Con ben cinque candidature agli Oscar 2021, Il processo ai Chicago 7 si conferma uno dei titoli più interessanti del 2020. Prodotto dalla Dreamworks e distribuito dall’ormai onnipresente Netflix, l’ultimo film del premio Oscar Aaron Sorkin offre un’importante riflessione sulla società americana contemporanea nonostante l’ambientazione rifletta i movimenti culturali e politici della fine degli anni Sessanta. Ispirata a una storia vera, la pellicola è figlia di un processo produttivo lungo e travagliato: nata da un’idea di Steven Spielberg nel 2006, fu pensata per l’uscita nelle sale in vista delle presidenziali del 2008. Spielberg stesso coinvolse Sorkin come sceneggiatore prima di “cedergli” la regia e di ritagliarsi un ruolo nella produzione.


Una scena del film

In occasione della Convention Nazionale Democratica di Chicago del 1968, un gruppo di attivisti organizza una massiccia protesta contro la guerra in Vietnam che sfocerà in un bilancio di circa cinquecento feriti. Otto uomini – tra cui il co-fondatore del Black Panther Party Bobby Seale (Yahya Abdul-Mateen II), Abbie Hoffman (Sacha Baron Cohen) dello Youth International Party e Tom Hayden (Eddie Redmayne) del movimento Students for a Democratic Society – vengono trascinati in tribunale con l’accusa di incitamento alla sommossa e cospirazionismo. I personaggi vengono presentati con un montaggio parallelo nel periodo subito precedente la rivolta, attraverso l’utilizzo del flashback. Il “processo farsa”, o “processo politico” sulla falsariga dell’affare Dreyfus o di quello contro Sacco e Vanzetti, si rivela fin da subito una vera e propria trappola, con il giudice Hoffman (Frank Langella) nei panni del maestro d’orchestra e il procuratore Richard Schultz (Joseph Gordon-Levitt) in quello di primo violino. Lo scopo di tutta la messinscena è quello di elargire una punizione esemplare nei confronti dei capri espiatori, creando un vero e proprio deterrente per il futuro. Uno degli imputati afferma infatti: «Non siamo stati arrestati. Siamo stati scelti». Nel frattempo, fuori dalle aule del tribunale, una folla indiavolata grida il mantra “The Whole World is Watching”.

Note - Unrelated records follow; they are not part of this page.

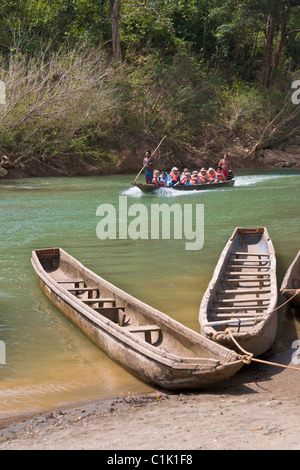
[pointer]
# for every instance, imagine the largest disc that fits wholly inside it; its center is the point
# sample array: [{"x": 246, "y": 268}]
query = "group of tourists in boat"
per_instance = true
[{"x": 223, "y": 172}]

Il processo ai Chicago 7 inizia con un dirompente agglomerato di immagini di repertorio che introducono lo spettatore nel contesto di disordine e di violenza raccontato: dalla chiamata alle armi del presidente Johnson agli assassinii di Martin Luther King e di Bob Kennedy fino alle sequenze coppoliane dell’“apocalisse” del napalm in Vietnam. Un’overture antimilitarista ben gestita con un ritmo serrato e un efficace e intelligente montaggio sonoro, sintesi del periodo di profondi mutamenti sociopolitici e culturali (in prima fila nel corteo di protesta figura anche Allen Ginsberg) durante il primo anno del governo Nixon.  La punta di diamante dell’intero apparato drammaturgico coincide sicuramente con i dialoghi serrati e dinamici, gestiti in maniera brillante da un cast eccezionale, tra tutti Baron Cohen, Langella e l’eccellente Michael Keaton nel ruolo dell’ex procuratore Ramsey Clark, forse l’unico personaggio degno dell’appellativo di eroe. D’altronde Sorkin ha dimostrato già in passato la sua maestria come sceneggiatore sia per la televisione – con la fortunatissima serie The West Wing (1999-2006) – sia per il cinema con The Social Network (2010). A incidere sulla messa in scena la predilezione per gli ambienti chiusi (non a caso il regista per un periodo volle ridurre lo script a pièce).


Una scena del film

Il momento più drammatico, lampante riferimento al movimento attivista dei Black Lives Matter, concerne il trattamento riservato all’irruente imputato afroamericano Seale, allontanato momentaneamente dall’aula per essere poi ivi riportato legato e imbavagliato: uno degli avvocati, impietrito, si accerta che riesca a respirare, evidente riferimento al recente caso George Floyd. Se si volesse rintracciare invece nel film un tallone d’Achille, lo si individuerebbe nel finale autocompiaciuto: la cosiddetta “americanata” che tuttavia – complice il commento sonoro – favorisce il sicuro coinvolgimento emotivo dello spettatore. Sebbene la rappresentazione della sinistra radicale americana appaia un po’ stereotipata, va riconosciuto al regista il merito di averla trasposta sullo schermo nella sua incapacità di essere “assimilabile” né ai liberali né ai conservatori – un po’ come a suo modo il personaggio interpretato da Stefano Satta Flores in C’eravamo tanto amati (1974) – non riuscendo quindi, nemmeno nell’aula di tribunale, ad avere una voce unica come rappresentanza.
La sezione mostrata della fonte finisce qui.